How to share credentials used in Travis-CI

Question

If I have a private registry, e.g. Artifactory, what is the best way to share the RW key with the development team? Of course, it is not desired that all dev have possession of the common RW key or credentials which is used by Travis-CI. (each dev has own).

I would like to encrypt the credentials with a private key and provide that key to Travis-ci. It would be then safe to distribute encrypted credentials and use the job settings in travis-ui. Travis would then decrypt the credentials and use them for the job.

The credentials are not leaked, DevOps person doesn't go crazy updating all keys in UI-setting manually and devs can set up new Travis job and use the encrypted version in Travis-ui. Everybody is happy. Is it possible?

Answer 1

Travis provides Encryption keys:

A repository’s .travis.yml file can have “encrypted values”, such as environment variables, notification settings, and deploy api keys.

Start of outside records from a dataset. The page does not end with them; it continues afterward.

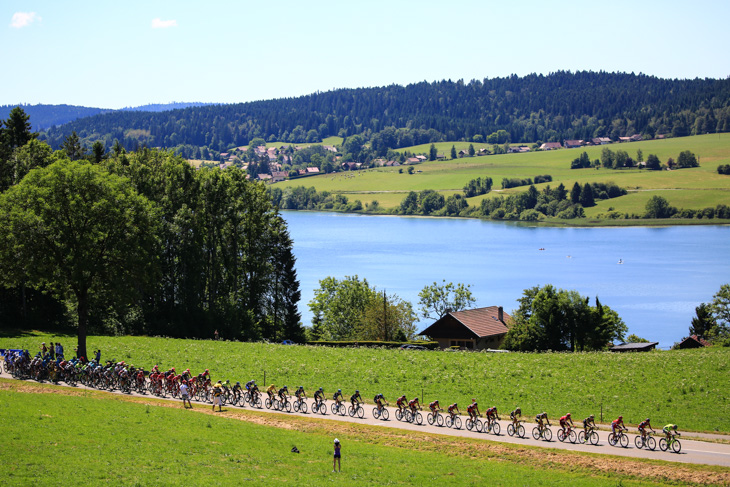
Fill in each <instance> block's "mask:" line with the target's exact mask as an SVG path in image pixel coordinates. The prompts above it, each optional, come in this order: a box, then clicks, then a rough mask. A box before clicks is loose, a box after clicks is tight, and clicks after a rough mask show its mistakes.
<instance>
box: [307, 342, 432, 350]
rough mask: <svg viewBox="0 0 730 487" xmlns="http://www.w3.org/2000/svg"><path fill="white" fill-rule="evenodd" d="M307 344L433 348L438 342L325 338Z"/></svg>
mask: <svg viewBox="0 0 730 487" xmlns="http://www.w3.org/2000/svg"><path fill="white" fill-rule="evenodd" d="M307 345H323V346H326V347H386V348H398V347H400V346H401V345H419V346H421V347H425V348H427V349H429V350H435V349H437V348H438V346H439V344H438V342H426V341H419V342H379V341H367V340H343V341H327V340H314V341H311V342H307Z"/></svg>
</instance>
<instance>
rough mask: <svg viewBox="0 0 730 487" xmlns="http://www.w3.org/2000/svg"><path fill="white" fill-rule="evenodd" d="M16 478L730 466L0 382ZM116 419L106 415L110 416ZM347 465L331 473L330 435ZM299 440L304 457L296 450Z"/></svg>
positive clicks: (696, 482) (11, 470) (607, 472)
mask: <svg viewBox="0 0 730 487" xmlns="http://www.w3.org/2000/svg"><path fill="white" fill-rule="evenodd" d="M0 413H1V414H2V417H3V422H2V424H1V425H0V434H2V437H3V439H4V442H3V443H4V447H5V448H3V449H2V450H1V451H0V460H1V461H2V464H3V474H4V475H3V479H4V482H5V483H6V484H9V485H28V484H30V483H40V484H46V483H53V484H78V483H80V481H83V482H85V483H86V482H89V483H93V482H95V481H97V482H98V481H105V482H112V483H115V484H120V485H121V484H123V485H150V484H161V485H201V484H203V483H208V482H215V483H216V484H222V485H240V484H241V483H243V482H245V481H252V482H258V483H265V484H267V485H268V484H273V483H279V482H285V481H295V482H296V483H297V484H302V485H313V484H320V483H323V482H333V481H337V482H348V483H354V484H356V485H365V484H373V483H383V482H387V483H389V484H395V485H426V484H433V483H436V482H438V483H443V484H446V485H465V484H468V485H477V484H479V485H484V483H487V484H499V485H534V484H566V485H616V484H619V483H620V484H621V485H654V484H657V483H664V482H672V483H681V484H683V485H686V484H721V483H727V482H730V469H726V468H721V467H705V466H691V465H676V464H671V463H666V462H659V461H641V460H630V459H626V458H614V457H609V456H600V455H588V454H580V453H570V452H562V451H556V450H546V449H540V448H530V447H524V446H516V445H503V444H497V443H492V442H488V441H484V440H475V439H464V438H450V437H442V436H439V435H430V434H425V433H417V432H405V431H394V430H390V429H386V428H379V427H372V426H366V425H358V424H349V423H338V422H335V421H326V420H318V419H309V418H295V417H284V416H280V415H264V414H262V413H255V412H248V411H241V410H235V411H234V410H229V411H225V412H224V413H216V414H213V413H211V412H210V410H209V409H208V408H207V407H197V406H196V409H194V410H193V411H188V410H183V409H182V408H181V407H180V406H179V404H178V403H170V402H164V401H160V400H155V399H151V398H132V397H122V396H116V395H110V394H106V393H102V392H90V393H84V392H82V391H79V390H70V389H66V388H57V387H53V386H48V385H35V384H27V383H22V382H16V381H7V380H2V381H0ZM196 413H201V414H196ZM112 418H113V420H110V419H112ZM335 436H336V437H338V438H339V439H340V441H341V442H342V445H343V449H342V452H343V461H342V464H343V465H342V466H343V471H342V473H341V474H337V475H335V474H332V473H331V469H332V467H331V462H332V458H331V457H332V440H333V438H334V437H335ZM293 446H296V447H297V448H298V449H299V450H300V452H301V453H300V454H295V453H291V452H290V450H291V448H292V447H293Z"/></svg>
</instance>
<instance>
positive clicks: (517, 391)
mask: <svg viewBox="0 0 730 487" xmlns="http://www.w3.org/2000/svg"><path fill="white" fill-rule="evenodd" d="M57 340H60V341H61V342H62V343H63V344H64V345H65V347H66V349H67V350H68V349H73V343H74V341H75V340H74V338H72V337H68V336H66V337H58V336H52V335H44V334H37V335H33V334H29V333H26V334H23V335H21V336H17V337H5V338H0V348H15V347H21V346H22V347H24V348H28V349H30V350H33V351H35V350H38V347H39V345H40V342H41V341H45V342H46V343H49V342H51V341H54V342H55V341H57ZM88 348H89V350H92V349H96V348H100V349H101V350H102V360H105V359H115V360H118V361H119V360H124V361H126V362H131V363H134V364H137V365H142V366H144V367H145V368H147V369H149V368H150V367H152V366H153V365H155V364H158V365H159V366H160V368H169V367H175V368H176V369H177V370H184V369H185V368H190V369H191V371H193V372H194V373H199V372H202V371H203V370H204V369H206V368H208V369H210V371H211V374H212V375H213V378H214V379H219V378H220V379H223V380H225V379H229V380H231V381H241V382H245V381H248V380H250V379H256V380H257V381H258V382H259V384H264V377H265V382H266V385H268V384H271V383H275V384H276V385H277V386H279V387H281V386H283V385H288V386H289V387H290V388H292V387H296V386H299V385H303V386H304V388H305V390H307V391H309V392H310V395H311V392H312V391H313V390H314V389H315V388H317V387H323V388H324V390H325V393H326V394H327V395H328V397H331V395H332V393H333V392H334V391H335V390H336V389H338V388H341V389H342V391H343V393H344V394H345V395H346V396H348V397H349V395H350V394H352V393H353V391H354V389H356V388H359V389H360V391H361V393H362V395H363V397H364V398H365V400H366V401H368V402H371V401H372V397H373V396H374V395H375V394H377V393H379V392H382V393H383V394H384V395H385V397H386V398H387V399H389V400H391V401H392V400H394V399H395V398H396V397H397V396H400V395H401V394H406V395H407V396H408V397H409V398H411V397H413V396H416V395H417V396H419V397H422V399H423V401H425V402H430V401H433V400H435V399H438V400H439V401H440V402H441V404H451V403H453V402H457V403H458V404H459V405H460V406H461V408H462V409H464V408H465V406H466V404H467V403H468V402H469V401H470V399H471V398H472V397H474V398H477V400H478V401H479V405H480V407H482V408H485V407H487V406H497V408H498V410H499V411H500V412H501V413H502V414H505V413H507V412H508V411H510V410H511V409H513V408H515V407H517V406H520V407H521V408H522V410H523V412H524V414H525V415H527V416H534V415H535V414H537V413H539V412H541V411H543V410H544V411H547V413H548V415H549V417H551V418H555V417H559V416H562V415H563V414H565V413H567V412H570V413H572V415H573V417H574V418H579V419H582V418H584V417H586V416H588V415H589V414H595V415H596V418H597V419H600V418H601V415H603V419H604V421H610V420H611V419H614V418H615V417H616V416H618V415H623V417H624V421H626V422H627V424H637V423H638V422H640V421H641V420H643V419H644V418H646V417H647V416H649V417H650V418H651V419H652V423H653V424H654V425H656V426H661V425H664V424H667V423H670V422H672V423H677V424H679V426H680V429H681V430H691V431H706V432H723V433H730V373H729V372H730V349H727V348H725V349H722V348H708V349H698V350H678V351H670V352H661V351H657V352H650V353H634V354H614V353H609V352H601V353H575V354H571V353H539V354H538V353H504V354H489V353H473V352H456V353H447V352H441V351H401V350H389V349H365V348H329V347H312V346H284V345H276V344H265V343H238V342H223V341H221V342H214V341H211V340H181V339H165V338H151V337H96V336H95V337H89V340H88Z"/></svg>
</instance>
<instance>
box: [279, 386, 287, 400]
mask: <svg viewBox="0 0 730 487" xmlns="http://www.w3.org/2000/svg"><path fill="white" fill-rule="evenodd" d="M288 393H289V388H288V387H287V386H284V387H282V388H281V389H279V399H281V403H282V404H286V402H287V394H288Z"/></svg>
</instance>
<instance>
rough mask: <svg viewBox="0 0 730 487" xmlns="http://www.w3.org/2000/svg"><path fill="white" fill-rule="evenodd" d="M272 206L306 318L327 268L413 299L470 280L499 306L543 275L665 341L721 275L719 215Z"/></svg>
mask: <svg viewBox="0 0 730 487" xmlns="http://www.w3.org/2000/svg"><path fill="white" fill-rule="evenodd" d="M283 216H284V218H285V219H286V220H287V222H288V224H289V230H290V232H291V236H292V239H293V240H294V254H295V256H296V258H297V264H296V269H297V274H298V277H299V281H300V284H301V289H302V300H301V302H300V304H299V310H300V312H301V313H302V319H303V321H304V323H305V325H308V326H309V325H311V319H312V315H311V313H310V312H309V308H308V306H307V303H308V302H309V301H310V300H311V299H312V297H313V295H314V289H316V288H317V287H318V286H319V280H320V279H323V278H325V277H327V276H334V277H337V278H343V277H344V276H354V275H358V276H360V278H366V279H367V280H368V282H369V283H370V285H374V286H377V288H378V289H379V290H383V289H385V290H386V291H387V292H388V294H392V293H396V294H398V295H399V296H400V297H401V298H403V299H406V300H409V301H410V302H411V303H412V304H413V305H414V307H416V305H417V303H418V292H419V291H420V290H421V289H422V288H423V287H424V286H425V285H428V284H431V283H433V282H434V281H438V282H441V280H442V279H445V280H446V281H447V282H450V281H451V282H454V283H457V282H463V283H465V284H471V285H472V288H471V290H472V293H473V294H474V296H475V297H476V299H477V306H503V307H504V309H505V311H507V312H508V313H510V312H511V311H512V310H514V309H516V308H517V306H518V303H517V299H518V298H520V297H521V296H522V293H523V291H524V289H526V288H529V287H532V286H537V285H544V284H553V285H554V286H556V287H560V288H563V289H568V290H576V291H578V292H579V293H580V294H581V295H583V296H590V297H591V304H595V303H594V302H593V298H595V296H598V297H599V299H600V300H601V303H603V304H605V305H608V306H610V307H611V308H613V309H614V310H615V311H616V312H618V314H619V315H620V316H621V317H622V318H623V320H624V321H625V322H626V324H627V325H628V328H629V333H636V334H637V335H639V336H642V337H645V338H647V339H649V340H651V341H658V342H659V347H661V348H667V347H670V346H671V345H672V344H673V343H674V342H676V341H679V340H680V339H681V338H682V337H684V336H686V335H687V332H688V328H689V325H690V322H691V320H692V318H693V317H694V316H695V307H696V306H698V305H699V304H700V303H702V302H709V301H711V300H712V296H713V295H714V294H715V293H716V292H717V291H718V290H719V289H720V286H721V285H722V284H725V283H728V282H730V227H727V226H683V227H664V228H649V227H632V228H534V227H525V226H520V225H518V224H514V223H504V222H492V221H479V220H462V219H447V218H414V217H389V216H380V217H379V216H363V215H349V214H337V213H317V212H293V211H287V212H283ZM540 248H544V249H545V250H539V249H540ZM620 260H621V261H622V262H623V264H619V263H618V262H619V261H620ZM430 323H431V322H426V321H422V322H421V323H420V326H419V329H423V328H425V327H426V326H428V325H429V324H430Z"/></svg>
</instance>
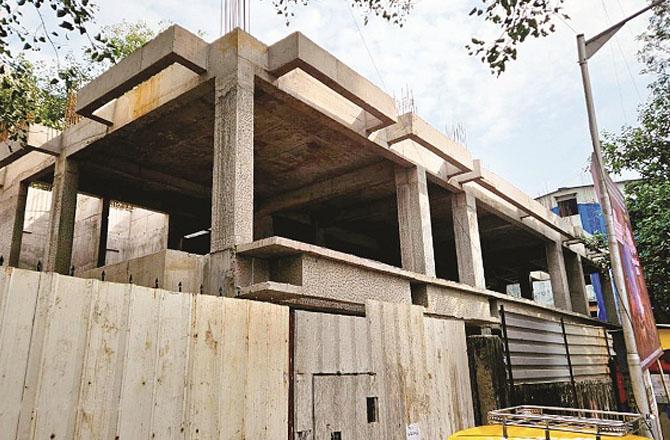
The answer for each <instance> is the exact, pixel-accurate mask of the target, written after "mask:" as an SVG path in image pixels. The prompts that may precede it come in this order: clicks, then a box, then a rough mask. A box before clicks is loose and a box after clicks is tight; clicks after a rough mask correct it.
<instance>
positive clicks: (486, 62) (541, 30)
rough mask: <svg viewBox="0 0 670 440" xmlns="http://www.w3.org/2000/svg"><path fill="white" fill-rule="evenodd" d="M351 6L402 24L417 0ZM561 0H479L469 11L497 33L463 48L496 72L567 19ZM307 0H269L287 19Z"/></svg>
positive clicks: (363, 13)
mask: <svg viewBox="0 0 670 440" xmlns="http://www.w3.org/2000/svg"><path fill="white" fill-rule="evenodd" d="M348 1H351V4H352V6H354V7H357V8H359V9H361V10H362V11H363V16H364V19H365V22H366V23H367V21H368V19H369V17H370V16H377V17H381V18H382V19H384V20H386V21H389V22H391V23H394V24H396V25H399V26H402V25H403V24H404V23H405V21H406V19H407V17H408V15H409V14H410V12H411V11H412V9H413V7H414V5H415V4H416V3H417V0H348ZM564 1H565V0H482V5H481V6H477V7H474V8H473V9H472V10H471V11H470V15H474V16H478V17H482V18H483V20H484V21H485V22H486V23H489V24H491V25H493V26H495V27H496V28H497V29H498V30H499V32H500V34H499V36H498V37H497V38H495V39H492V40H487V39H483V38H480V37H476V36H475V37H474V38H472V40H471V41H470V43H469V44H467V45H466V49H467V50H468V52H469V53H470V55H473V56H477V57H479V58H480V59H481V61H482V62H483V63H484V64H486V65H487V66H489V68H490V69H491V72H492V73H494V74H496V75H500V74H501V73H503V72H504V71H505V68H506V66H507V64H508V63H509V62H510V61H511V60H515V59H516V57H517V54H518V48H519V45H520V44H521V43H523V42H524V41H526V40H527V39H528V38H541V37H546V36H548V35H549V34H551V33H553V32H554V31H555V30H556V25H555V21H556V19H568V18H569V17H568V15H566V14H565V13H564V12H563V3H564ZM309 2H310V0H273V1H272V3H273V5H274V6H275V9H276V10H277V13H278V14H281V15H283V16H284V17H285V18H286V24H289V23H290V20H291V18H293V16H294V15H295V7H296V6H299V5H303V6H304V5H307V4H309Z"/></svg>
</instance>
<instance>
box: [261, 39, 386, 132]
mask: <svg viewBox="0 0 670 440" xmlns="http://www.w3.org/2000/svg"><path fill="white" fill-rule="evenodd" d="M295 69H302V70H303V71H305V72H306V73H308V74H309V75H311V76H313V77H314V78H316V79H318V80H319V81H321V82H322V83H323V84H325V85H327V86H328V87H330V88H331V89H333V90H334V91H336V92H337V93H339V94H340V95H342V96H344V97H345V98H347V99H348V100H350V101H352V102H353V103H354V104H356V105H358V106H359V107H361V108H362V109H363V110H365V111H366V112H368V113H370V114H371V115H372V116H374V117H375V118H377V119H378V120H379V124H378V125H377V126H376V127H375V128H374V130H378V129H381V128H384V127H387V126H389V125H391V124H393V123H395V122H396V121H397V113H396V109H395V102H394V100H393V98H392V97H390V96H389V95H387V94H386V93H384V92H383V91H382V90H381V89H379V88H378V87H377V86H375V85H374V84H373V83H371V82H370V81H368V80H367V79H365V78H364V77H363V76H361V75H359V74H358V73H356V72H355V71H354V70H352V69H351V68H349V67H348V66H347V65H345V64H344V63H342V62H341V61H340V60H338V59H337V58H335V57H334V56H333V55H331V54H330V53H329V52H328V51H326V50H325V49H323V48H321V47H319V46H318V45H316V44H315V43H314V42H312V41H311V40H310V39H308V38H307V37H305V36H304V35H303V34H301V33H299V32H295V33H293V34H291V35H289V36H288V37H286V38H284V39H283V40H280V41H278V42H277V43H275V44H273V45H271V46H269V47H268V70H269V71H270V73H272V74H273V75H274V76H277V77H280V76H282V75H284V74H286V73H288V72H290V71H292V70H295Z"/></svg>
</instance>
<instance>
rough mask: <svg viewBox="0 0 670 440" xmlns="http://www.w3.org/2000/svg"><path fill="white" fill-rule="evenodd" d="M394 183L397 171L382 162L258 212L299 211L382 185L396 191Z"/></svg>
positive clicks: (314, 183) (266, 203) (283, 196)
mask: <svg viewBox="0 0 670 440" xmlns="http://www.w3.org/2000/svg"><path fill="white" fill-rule="evenodd" d="M393 181H394V173H393V168H392V167H391V166H389V164H388V163H385V162H378V163H375V164H372V165H368V166H365V167H363V168H359V169H357V170H354V171H350V172H348V173H345V174H342V175H341V176H336V177H332V178H330V179H326V180H322V181H319V182H315V183H313V184H311V185H308V186H305V187H302V188H298V189H296V190H293V191H288V192H286V193H283V194H279V195H276V196H273V197H272V198H271V199H270V200H267V201H265V202H263V203H261V204H260V205H259V207H258V210H257V211H258V213H259V215H265V214H270V213H273V212H279V211H285V210H289V209H295V208H299V207H303V206H307V205H310V204H314V203H319V202H322V201H326V200H329V199H332V198H335V197H339V196H343V195H347V194H355V193H357V192H359V191H362V190H365V189H369V188H372V187H376V186H379V185H389V186H390V187H392V186H393Z"/></svg>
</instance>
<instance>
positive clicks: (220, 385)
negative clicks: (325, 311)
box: [0, 269, 289, 440]
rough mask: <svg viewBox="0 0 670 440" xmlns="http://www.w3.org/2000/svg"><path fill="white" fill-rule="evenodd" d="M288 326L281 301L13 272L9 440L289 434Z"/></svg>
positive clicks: (1, 403)
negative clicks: (212, 296)
mask: <svg viewBox="0 0 670 440" xmlns="http://www.w3.org/2000/svg"><path fill="white" fill-rule="evenodd" d="M288 330H289V313H288V309H287V308H285V307H281V306H277V305H272V304H263V303H260V302H253V301H243V300H235V299H228V298H217V297H212V296H205V295H197V296H196V295H191V294H178V293H172V292H167V291H164V290H158V289H148V288H144V287H138V286H130V285H127V284H126V285H123V284H114V283H108V282H100V281H95V280H83V279H79V278H72V277H66V276H61V275H54V274H50V273H44V272H42V273H39V272H34V271H25V270H20V269H7V270H2V271H0V347H2V350H0V389H1V390H2V399H0V432H2V438H3V439H23V438H40V439H49V438H51V439H74V438H76V439H80V438H91V439H100V438H112V439H113V438H122V439H123V438H126V439H139V438H145V439H146V438H156V439H177V438H184V437H185V436H186V437H188V438H193V439H209V438H223V439H231V440H236V439H239V440H242V439H258V440H276V439H279V438H286V433H287V432H288V405H287V402H288V388H289V383H288V379H287V378H288V371H289V370H288V368H289V361H288V359H289V351H288V350H289V346H288Z"/></svg>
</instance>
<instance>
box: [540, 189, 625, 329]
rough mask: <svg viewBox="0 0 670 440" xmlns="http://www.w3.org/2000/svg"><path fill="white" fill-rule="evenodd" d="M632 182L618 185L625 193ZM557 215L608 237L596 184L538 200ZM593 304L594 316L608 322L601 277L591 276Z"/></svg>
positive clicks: (558, 192) (579, 225)
mask: <svg viewBox="0 0 670 440" xmlns="http://www.w3.org/2000/svg"><path fill="white" fill-rule="evenodd" d="M628 182H629V181H620V182H617V186H618V187H619V189H620V190H621V191H624V189H625V185H626V183H628ZM537 201H538V202H540V203H542V204H543V205H544V206H546V207H547V208H548V209H550V210H551V211H553V212H554V213H555V214H557V215H559V216H561V217H563V218H567V219H569V220H570V221H571V222H572V224H573V225H575V226H581V227H582V228H583V229H584V230H585V231H586V232H588V233H590V234H597V233H600V234H603V235H605V236H607V226H606V224H605V218H604V217H603V215H602V210H601V208H600V203H599V202H598V196H597V195H596V192H595V189H594V187H593V185H592V184H589V185H579V186H572V187H562V188H559V189H557V190H556V191H553V192H551V193H548V194H545V195H543V196H540V197H538V198H537ZM590 278H591V286H590V288H589V294H590V298H589V303H590V306H591V314H592V316H594V317H595V316H597V317H598V318H599V319H602V320H607V315H606V312H605V303H604V297H603V288H602V280H601V279H600V276H599V275H598V274H597V273H593V274H590Z"/></svg>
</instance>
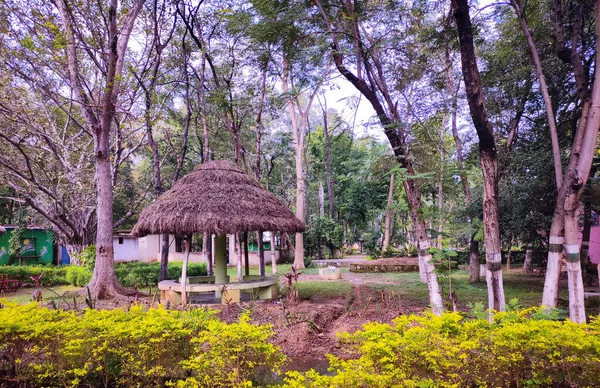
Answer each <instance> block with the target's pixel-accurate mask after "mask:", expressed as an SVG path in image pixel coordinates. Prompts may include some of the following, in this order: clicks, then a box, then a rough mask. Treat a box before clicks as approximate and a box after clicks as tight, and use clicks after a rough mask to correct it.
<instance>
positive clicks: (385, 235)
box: [0, 0, 600, 322]
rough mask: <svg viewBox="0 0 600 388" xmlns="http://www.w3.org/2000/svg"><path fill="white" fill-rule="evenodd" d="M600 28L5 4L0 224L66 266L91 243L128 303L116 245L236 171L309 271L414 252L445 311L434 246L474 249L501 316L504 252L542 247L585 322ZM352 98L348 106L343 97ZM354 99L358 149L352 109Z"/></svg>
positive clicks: (106, 273) (443, 11)
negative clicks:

These encrypted values can be added by anyone, but are only readable by Travis CI. The repository owner does not keep any secret key material.

Please note that encrypted environment variables are not available for pull requests from forks.

How it works:

1. Download and install Travis CLI

    gem install travis
   

2. Encrypt the variable

    travis encrypt SOMEVAR="secretvalue"
   

3. Then you can use the encrypted value inside .travis.yml using secure: (that I guess is what you need in order not to change the environment variables in every repository)

    secure: ".... encrypted data ...."
   

   It is also possible to automatically include the encrypted value into your .travis.yml by executing:

    travis encrypt SOMEVAR="secretvalue" --add
   

While Travis executes the job, the encrypted key,

   env:
     - secure: "encrypted string"

becomes

   env:
     - "decrypted string"

I have the same problem in my pipelines and I will give a try.